The doco has been shelved while the BBC investigates a separate film, Gaza: How to Survive a Warzone, which was pulled earlier this year after it was revealed the child narrator was the son of a Hamas official.
Social Media
Trump says TikTok has buyers lined up as US deadline looms
Donald Trump says a buyer group is ready to snap up TikTok, with the former president teasing an announcement “in about two weeks”.
According to The Daily Telegraph, the video-sharing app, still owned by China-based ByteDance, is facing a US ban unless it finds a non-Chinese owner, a condition Trump has now extended for another 90 days.
Speaking on Fox News, Trump described the potential purchasers as “very wealthy people” but offered no names.
Influencers face crackdown over dodgy offshore gambling promos
Some Aussie influencers are in hot water after unknowingly promoting an offshore gambling outfit posing as a local bookmaker.
As Henry Belot writes in The Guardian Australia, among them are self-styled internet personalities like “Australia’s #1 biological male” and content duo DegenerateAngelss, who have been spruiking Leon Australia, a betting brand that claims local roots but is actually licensed out of a small island off the African coast.
The Australian Communications and Media Authority isn’t amused. It has warned creators that pushing illegal gambling services could see them hit with fines of up to $59,400.
Radio
Advertisers shift from ARN to Nova as KIIS gamble stumbles in Melbourne
ARN’s big-money bet on Kyle and Jackie O’s Melbourne expansion is starting to bite, with new figures showing advertisers are walking, and taking millions with them.
As Calum Jaspan writes in The Sydney Morning Herald, Six months into the duo’s 10-year, $200 million deal, the KIIS parent company has shed $6 million in metro ad revenue, with Nova scooping up a healthy chunk of that spend.
The numbers tell a sobering story.
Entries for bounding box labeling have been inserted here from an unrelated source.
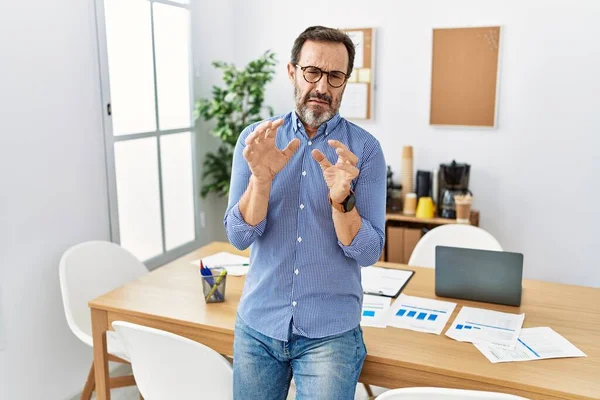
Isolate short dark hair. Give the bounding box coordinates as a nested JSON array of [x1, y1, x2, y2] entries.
[[290, 25, 356, 75]]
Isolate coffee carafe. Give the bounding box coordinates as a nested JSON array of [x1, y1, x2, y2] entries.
[[437, 160, 472, 219]]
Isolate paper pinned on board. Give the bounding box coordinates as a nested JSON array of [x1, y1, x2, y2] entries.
[[475, 327, 587, 364], [346, 31, 365, 68], [446, 307, 525, 350], [385, 294, 456, 335]]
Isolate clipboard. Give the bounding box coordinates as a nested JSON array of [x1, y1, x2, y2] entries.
[[361, 266, 415, 298]]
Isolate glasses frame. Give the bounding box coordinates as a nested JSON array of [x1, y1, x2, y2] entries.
[[296, 64, 350, 89]]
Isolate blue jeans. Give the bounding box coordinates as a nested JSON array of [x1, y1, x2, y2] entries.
[[233, 316, 367, 400]]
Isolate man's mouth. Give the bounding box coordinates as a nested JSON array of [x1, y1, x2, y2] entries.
[[308, 99, 329, 106]]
ARN’’s metro ad share has dropped from 28 per cent to 24 per cent year-on-year, pulling it further behind Southern Cross and Nova, who were neck and neck with ARN this time last year.
Agencies
Omnicom merger clause sends ripple through Aussie ad market
What started as another big-name agency merger is now sending shockwaves beyond the US.
As Jen Sharpe writes in The Australian, Omnicom’s acquisition of Interpublic has been approved by the Federal Trade Commission, but with a first-of-its-kind clause: the ad giant can’t steer client spend based on political or ideological leanings.
That means Omnicom agencies must place ads where clients want them, regardless of a media outlet’s political stance, unless legally required otherwise.
AI
Bloomberg backs ChatGPT as AI use expands in the newsroom
Bloomberg is leaning into generative AI, with journalists now encouraged to use tools like ChatGPT in their daily workflows.
As John Buckley writes in Capital Brief, the shift marks a notable broadening of the company’s AI strategy, moving beyond backend tools and into the editorial frontlines, from headline brainstorming to doc summaries and translations.
Editor-in-chief John Micklethwait has reportedly given the green light for third-party platforms, reflecting a more open stance than many rival newsrooms, which remain cautious about AI’s role in reporting.